Elena felt disoriented. Maybe she’d had really lousy luck with men, as Antoine often suggested, but other men seemed to spend most of their time trying to make sure she knew them…and was suitably impressed. Lucien, on the other hand, seemed much more focused on trying to get to know her.

And since men very rarely thought to ask her about her, she wasn’t used to how vulnerable talking about herself could be. She took her heart back, instinctively, and their fingers tangled briefly before he released it. That blue gaze rested on her clutching fingers, and for some reason, that sense of his steadiness started to grow in her again. Of his gentleness with her, inside that tough shell. A sense of safety that made her hungry.

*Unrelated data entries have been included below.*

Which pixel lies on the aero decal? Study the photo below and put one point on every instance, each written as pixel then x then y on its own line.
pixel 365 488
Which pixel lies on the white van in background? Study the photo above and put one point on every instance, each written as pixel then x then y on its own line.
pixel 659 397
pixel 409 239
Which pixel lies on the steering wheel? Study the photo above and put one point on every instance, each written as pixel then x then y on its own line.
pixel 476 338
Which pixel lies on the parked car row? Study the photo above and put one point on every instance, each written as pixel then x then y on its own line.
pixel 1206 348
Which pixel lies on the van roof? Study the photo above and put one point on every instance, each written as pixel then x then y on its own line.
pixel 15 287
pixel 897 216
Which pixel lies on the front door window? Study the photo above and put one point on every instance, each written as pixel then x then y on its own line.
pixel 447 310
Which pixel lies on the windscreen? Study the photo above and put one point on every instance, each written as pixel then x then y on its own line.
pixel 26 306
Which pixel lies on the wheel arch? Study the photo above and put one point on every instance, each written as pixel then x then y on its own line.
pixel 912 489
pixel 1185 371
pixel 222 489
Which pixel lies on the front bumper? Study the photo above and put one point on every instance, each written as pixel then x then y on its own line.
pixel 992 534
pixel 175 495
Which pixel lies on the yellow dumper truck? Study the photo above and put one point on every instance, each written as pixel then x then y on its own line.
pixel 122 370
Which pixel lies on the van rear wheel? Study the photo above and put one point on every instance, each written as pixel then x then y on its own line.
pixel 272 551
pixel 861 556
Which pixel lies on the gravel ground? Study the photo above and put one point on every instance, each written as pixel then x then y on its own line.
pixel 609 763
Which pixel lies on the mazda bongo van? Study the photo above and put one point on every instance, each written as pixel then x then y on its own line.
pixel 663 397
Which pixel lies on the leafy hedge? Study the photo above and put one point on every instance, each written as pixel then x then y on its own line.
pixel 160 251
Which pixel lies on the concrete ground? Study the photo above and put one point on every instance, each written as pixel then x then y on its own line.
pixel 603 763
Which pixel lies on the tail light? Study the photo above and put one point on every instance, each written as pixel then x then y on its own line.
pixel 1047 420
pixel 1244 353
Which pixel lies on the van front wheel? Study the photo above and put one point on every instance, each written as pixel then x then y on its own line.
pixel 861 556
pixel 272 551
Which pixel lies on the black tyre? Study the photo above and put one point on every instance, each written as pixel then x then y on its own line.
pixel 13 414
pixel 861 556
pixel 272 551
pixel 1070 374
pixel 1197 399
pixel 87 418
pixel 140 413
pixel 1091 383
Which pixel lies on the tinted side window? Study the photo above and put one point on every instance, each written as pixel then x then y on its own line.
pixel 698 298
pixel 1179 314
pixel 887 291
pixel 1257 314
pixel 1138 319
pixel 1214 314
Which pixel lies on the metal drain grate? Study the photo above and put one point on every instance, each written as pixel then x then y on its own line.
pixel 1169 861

“I did my master’s thesis on the fate of local Jewish children, particularly tracking the ones who were rescued, but…” She kept hold of the heart, but still folded her arms enough to try to warm herself against a chill. “It was a bad subject for me. I couldn’t distance myself enough emotionally, and I was pretty much torn up the whole time I was working on it.”

He settled that big, warm hand over her shoulder.

“That’s why I stopped with my master’s and didn’t finish my PhD.” She’d also been pretty damn broke by that point, with no family to house her while she went to school, but mostly she just couldn’t force herself to engage with her thesis anymore. “Obviously I knew your aunt and your grandfather by then. I had sought them out when I was still in high school, when they came to give a school talk, to tell them thank you. And later I interviewed them extensively. I had been working at the Musée de la Résistance, where I had a fellowship while I was doing my master’s, but when your aunt told me about this position opening up, I leaped at the chance to shift my focus to the Grasse perfume industry. Flowers and…a lot more potential for happiness, you know?”

Lucien gazed down at her a moment, all the sun lines visible around his eyes, his lean face hard to read. Then he leaned forward and kissed her forehead. “You did the right thing, finding me. I’m not sure I would define this as happiness yet, but…it was a wound I needed to heal. Thank you, Elena.”

Elena broke into a smile, relief spreading up through her like a sunrise. She caught his hand and squeezed it. Thanks for telling me.

Lucien’s hard mouth relaxed into that little smile that was just for her. That curled so much warmth and hope and security in her that she wanted to unfurl in its sunlight right up onto her toes to kiss him. “So, bella. It’s almost time for you to get off, isn’t it? Want to get a drink on the Promenade des Anglais?”